Degrees for leaders: Why we need a broader understanding of success

Should a degree be a prerequisite for political office? I ask, because there’s an interesting situation in Kenya at the moment. It seems that the Governor of Mombasa, Ali Hassan Joho, may have forged some of his secondary school qualifications. If this is the case, he could be stripped of his university degrees and, consequently, the chance to stand again for political office. You see, in Kenya, all senior political leaders must hold a university degree.


The rationale for this system is clear: a mind broadened by education will be more equipped for governing and providing visionary leadership. University requires people to develop skills and expand their knowledge-base, and it’s hard to argue that study could in any way be detrimental to a leader. I mean, why shouldn’t leaders need to have some kind of qualification? We wouldn’t trust a doctor without a degree, but all a politician needs are a few votes, and they could wind up responsible for the healthcare, defence, and economic prosperity of an entire country.


Intuitively, then, this system is a good one – who could argue with a means to ensure our leaders are competent? But, would it achieve that? The suggestion that having a degree guarantees competent leadership is belied by any number of political leaders on both sides of the partisan divide. We all probably know more than a few people at uni who are painfully thick. What’s more, leaving a university with a 2:1 in a Mickey Mouse subject is no more a mark of governing competence than guessing a card in a pack.


Should a degree be a prerequisite for political office?


I can give you a number of examples of people who never completed a degree – Bill Gates, Richard Branson, and Steve Jobs – who are highly successful and would be qualified for holding office. A system which requires a degree would necessarily lose out on their talents. Placing such stock in the value of a degree is insane when what really matters is drive, the will to succeed, and the ability to keep on walking forward when faced with obstacles along the way. We should value having a good heart, compassion and patience, and the character to do right.
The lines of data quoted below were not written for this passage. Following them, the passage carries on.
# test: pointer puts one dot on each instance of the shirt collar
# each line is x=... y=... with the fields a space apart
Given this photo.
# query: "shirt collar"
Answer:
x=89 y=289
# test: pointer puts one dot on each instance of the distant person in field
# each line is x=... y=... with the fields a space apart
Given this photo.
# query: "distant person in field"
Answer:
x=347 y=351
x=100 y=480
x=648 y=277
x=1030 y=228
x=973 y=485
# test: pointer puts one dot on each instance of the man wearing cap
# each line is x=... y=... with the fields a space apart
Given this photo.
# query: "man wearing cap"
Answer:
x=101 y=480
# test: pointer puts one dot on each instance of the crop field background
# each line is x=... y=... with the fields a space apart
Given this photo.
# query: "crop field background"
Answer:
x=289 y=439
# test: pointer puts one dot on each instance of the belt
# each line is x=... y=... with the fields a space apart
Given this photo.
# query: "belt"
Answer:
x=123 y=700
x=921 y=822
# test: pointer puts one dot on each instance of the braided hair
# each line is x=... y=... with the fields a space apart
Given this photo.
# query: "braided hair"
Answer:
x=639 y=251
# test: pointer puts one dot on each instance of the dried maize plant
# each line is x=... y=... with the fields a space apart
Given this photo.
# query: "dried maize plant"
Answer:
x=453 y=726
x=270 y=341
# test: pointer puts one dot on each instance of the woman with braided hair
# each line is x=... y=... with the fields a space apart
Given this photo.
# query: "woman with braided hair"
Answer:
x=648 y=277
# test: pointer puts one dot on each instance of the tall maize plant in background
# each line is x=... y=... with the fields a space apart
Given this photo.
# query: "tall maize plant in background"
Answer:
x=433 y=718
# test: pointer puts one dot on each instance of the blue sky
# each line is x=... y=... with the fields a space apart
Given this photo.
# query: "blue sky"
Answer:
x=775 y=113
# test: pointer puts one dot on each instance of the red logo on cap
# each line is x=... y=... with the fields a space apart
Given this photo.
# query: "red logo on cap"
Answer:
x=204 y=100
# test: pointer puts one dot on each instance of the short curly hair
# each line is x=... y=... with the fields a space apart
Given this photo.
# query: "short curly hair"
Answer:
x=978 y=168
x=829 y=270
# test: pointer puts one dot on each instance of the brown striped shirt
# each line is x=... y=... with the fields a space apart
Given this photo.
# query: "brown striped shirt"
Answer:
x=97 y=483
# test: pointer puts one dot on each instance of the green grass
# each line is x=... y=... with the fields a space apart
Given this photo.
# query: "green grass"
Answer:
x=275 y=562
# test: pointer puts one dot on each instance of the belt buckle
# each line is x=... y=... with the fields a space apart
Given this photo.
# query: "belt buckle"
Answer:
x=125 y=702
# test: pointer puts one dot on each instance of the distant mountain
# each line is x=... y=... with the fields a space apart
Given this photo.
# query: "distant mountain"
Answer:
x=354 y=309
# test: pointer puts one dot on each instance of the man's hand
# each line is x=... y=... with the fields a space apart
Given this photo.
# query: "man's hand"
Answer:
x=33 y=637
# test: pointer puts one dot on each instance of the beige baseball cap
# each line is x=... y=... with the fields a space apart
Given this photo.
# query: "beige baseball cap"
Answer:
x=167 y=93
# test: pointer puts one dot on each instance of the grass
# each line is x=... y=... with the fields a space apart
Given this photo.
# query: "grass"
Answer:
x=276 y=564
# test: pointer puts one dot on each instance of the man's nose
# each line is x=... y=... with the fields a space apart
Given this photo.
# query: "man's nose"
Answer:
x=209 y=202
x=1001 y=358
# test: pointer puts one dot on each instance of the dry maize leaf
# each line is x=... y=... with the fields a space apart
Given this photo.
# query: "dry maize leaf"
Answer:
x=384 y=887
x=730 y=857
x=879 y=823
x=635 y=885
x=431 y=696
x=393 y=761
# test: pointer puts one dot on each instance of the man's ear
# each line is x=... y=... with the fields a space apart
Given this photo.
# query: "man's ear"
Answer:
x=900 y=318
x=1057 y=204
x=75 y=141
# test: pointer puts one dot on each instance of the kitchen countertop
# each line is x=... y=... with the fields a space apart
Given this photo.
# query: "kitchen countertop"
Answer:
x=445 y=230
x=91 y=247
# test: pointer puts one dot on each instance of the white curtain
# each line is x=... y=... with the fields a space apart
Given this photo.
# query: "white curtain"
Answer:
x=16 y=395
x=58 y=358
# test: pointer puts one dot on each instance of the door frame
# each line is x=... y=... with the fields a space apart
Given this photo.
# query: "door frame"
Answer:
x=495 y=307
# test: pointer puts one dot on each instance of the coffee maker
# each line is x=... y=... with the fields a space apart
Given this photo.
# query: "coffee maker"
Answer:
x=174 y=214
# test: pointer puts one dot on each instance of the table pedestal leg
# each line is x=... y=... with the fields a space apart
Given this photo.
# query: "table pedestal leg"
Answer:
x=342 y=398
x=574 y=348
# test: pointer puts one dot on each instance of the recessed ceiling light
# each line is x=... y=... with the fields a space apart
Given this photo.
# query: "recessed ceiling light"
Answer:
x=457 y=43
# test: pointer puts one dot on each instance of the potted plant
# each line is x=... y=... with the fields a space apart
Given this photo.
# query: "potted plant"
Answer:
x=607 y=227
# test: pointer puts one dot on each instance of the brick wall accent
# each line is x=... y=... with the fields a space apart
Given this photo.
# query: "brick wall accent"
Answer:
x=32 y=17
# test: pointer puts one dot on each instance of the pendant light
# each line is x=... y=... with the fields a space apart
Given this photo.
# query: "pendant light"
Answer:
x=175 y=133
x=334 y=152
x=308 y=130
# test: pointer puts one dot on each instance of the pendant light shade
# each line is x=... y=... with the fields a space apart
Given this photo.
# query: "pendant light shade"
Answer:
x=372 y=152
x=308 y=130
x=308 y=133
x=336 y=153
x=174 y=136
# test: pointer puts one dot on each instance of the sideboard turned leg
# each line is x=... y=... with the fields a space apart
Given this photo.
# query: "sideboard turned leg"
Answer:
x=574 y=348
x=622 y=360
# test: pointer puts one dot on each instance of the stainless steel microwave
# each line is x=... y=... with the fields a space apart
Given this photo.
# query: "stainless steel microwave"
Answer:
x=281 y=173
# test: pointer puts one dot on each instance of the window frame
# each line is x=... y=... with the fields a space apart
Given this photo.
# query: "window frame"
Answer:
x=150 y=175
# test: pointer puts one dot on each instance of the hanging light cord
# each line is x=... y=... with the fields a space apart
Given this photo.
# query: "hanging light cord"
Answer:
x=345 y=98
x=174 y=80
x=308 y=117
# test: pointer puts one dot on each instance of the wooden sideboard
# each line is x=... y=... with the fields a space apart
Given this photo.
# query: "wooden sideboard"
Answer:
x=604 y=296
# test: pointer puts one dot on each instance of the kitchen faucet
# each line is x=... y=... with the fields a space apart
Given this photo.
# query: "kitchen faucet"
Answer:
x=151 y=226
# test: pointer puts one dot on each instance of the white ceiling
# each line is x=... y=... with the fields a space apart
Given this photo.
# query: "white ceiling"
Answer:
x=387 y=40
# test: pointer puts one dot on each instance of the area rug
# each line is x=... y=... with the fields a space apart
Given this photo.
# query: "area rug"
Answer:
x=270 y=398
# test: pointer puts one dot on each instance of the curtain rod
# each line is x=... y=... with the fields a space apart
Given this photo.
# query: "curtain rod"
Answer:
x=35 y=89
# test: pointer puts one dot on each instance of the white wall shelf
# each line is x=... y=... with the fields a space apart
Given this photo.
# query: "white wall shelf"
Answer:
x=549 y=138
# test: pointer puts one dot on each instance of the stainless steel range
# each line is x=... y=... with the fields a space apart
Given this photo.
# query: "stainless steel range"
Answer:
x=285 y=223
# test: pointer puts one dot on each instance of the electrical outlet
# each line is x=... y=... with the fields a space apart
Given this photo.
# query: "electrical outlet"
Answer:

None of this is to say that degrees aren’t important – any chance to expand your mind should be grabbed eagerly, and university does wonders for personal development. Rather, it is clear that academic attainment is not the only mark of talent. To place someone above above anybody else simply because they have a degree is the worst kind of intellectual snobbery and, if we’re frank, anybody who did that would clearly not be the right character to lead anyone.